The phrase Emotional Mediorcrity recently popped into my mind when I was in session with a client who commented on my inaugural blog post. I’ve been seeing this client for many years but still couldn’t quite get a read on where he was going with his comment as he was oscillating between two related topics. Finally he said that my brief post had struck a nerve with him and that the concept of authenticity really made him stop and think. “I asked myself,” he said, “am I consistently putting forth some false front that is only a sliver of who I am?” The direction of this session delighted me because in that moment I felt this great connection to someone who was beginning to delve deeply into the idea of authenticity and how our relationships so often reflect that concept.

One hundred sixty years ago, Henry David Thoreau wrote in Walden that “The mass of men lead lives of quiet desperation.” Yet here we are, comfortably ensconced in the twenty-first century and I might suggest that this rings considerably more true now.
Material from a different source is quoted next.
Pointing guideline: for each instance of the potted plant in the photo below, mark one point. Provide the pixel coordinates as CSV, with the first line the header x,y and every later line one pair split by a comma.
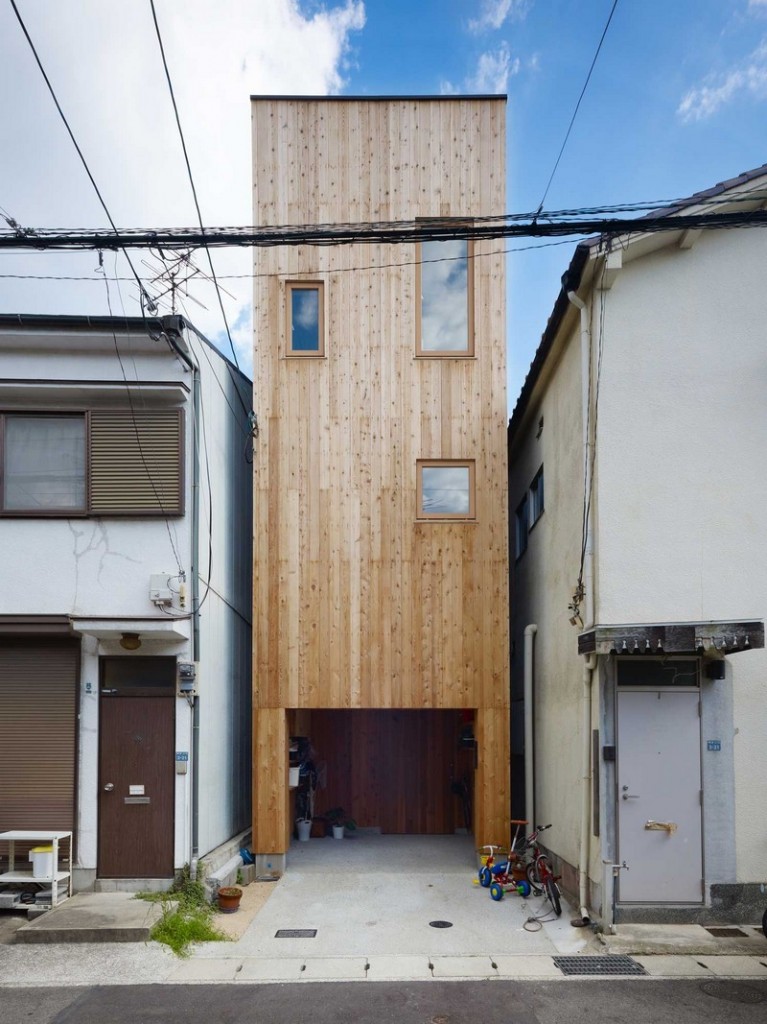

Even with countless self-help books, EST, seminars of all stripes, spiritual journeys, LSD, yoga, psychotherapy, etc… so many around us are leading lives of Emotional Mediocrity. It is true that we have brought down so many barriers to what was once considered conversations better left undiscussed, talking about our sex lives and financial situations over organic lunches and dinners. But who really knows us? Who really knows the essence of what, as is said, makes us tick? We all put forth masks, professional, social, etc… but in our harried lives of over scheduled movement from task to task, activity to activity, consistently switching one mask for another, I ask again, who knows us? Do we even know ourselves anymore? Is Emotional Mediocrity present even when we’re alone?
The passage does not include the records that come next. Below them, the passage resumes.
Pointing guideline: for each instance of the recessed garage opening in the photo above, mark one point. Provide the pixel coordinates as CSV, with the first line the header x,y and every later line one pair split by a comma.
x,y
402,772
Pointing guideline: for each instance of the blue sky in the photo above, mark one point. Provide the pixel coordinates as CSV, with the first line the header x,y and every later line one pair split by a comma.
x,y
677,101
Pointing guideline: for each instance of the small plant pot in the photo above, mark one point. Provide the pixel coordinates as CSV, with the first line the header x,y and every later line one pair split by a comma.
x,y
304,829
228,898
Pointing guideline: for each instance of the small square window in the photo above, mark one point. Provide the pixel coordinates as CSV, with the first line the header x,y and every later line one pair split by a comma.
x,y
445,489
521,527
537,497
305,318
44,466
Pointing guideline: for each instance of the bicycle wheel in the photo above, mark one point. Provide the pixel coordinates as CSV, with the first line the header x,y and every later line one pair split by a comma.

When I was a kid I had this seemingly incredible baby sitter. It was called television and it hit me once, in graduate school, that so many of the references I made were from my baby sitter. I remember a commercial, I think maybe for Pledge, that talked about waxy yellow build-up on wood furniture. Are we humans not just like that coffee table, covered in layers and layers of build-up and not even realizing that we can no longer see the shine of our inherent beauty, our purest essence, like the grain in a classic piece of furniture? Just what are we hiding and from whom are we hiding it? What is it about being ourselves, being human, even one with flaws, that is so, at times, distasteful that we’d rather settle for Emotional Mediocrity as opposed to the full expression of our humanity, our uniqueness? That is not to suggest that we spill our guts to anyone and everyone who happens to inquire how we’re doing. Sometimes it makes sense to simply say we’re well and move on. But from time to time, especially to those whom we consider close, go ahead and take the plunge, tell them how you really feel, what’s really going. Chances are it’ll feel pretty good to shed the cloak of mediocrity.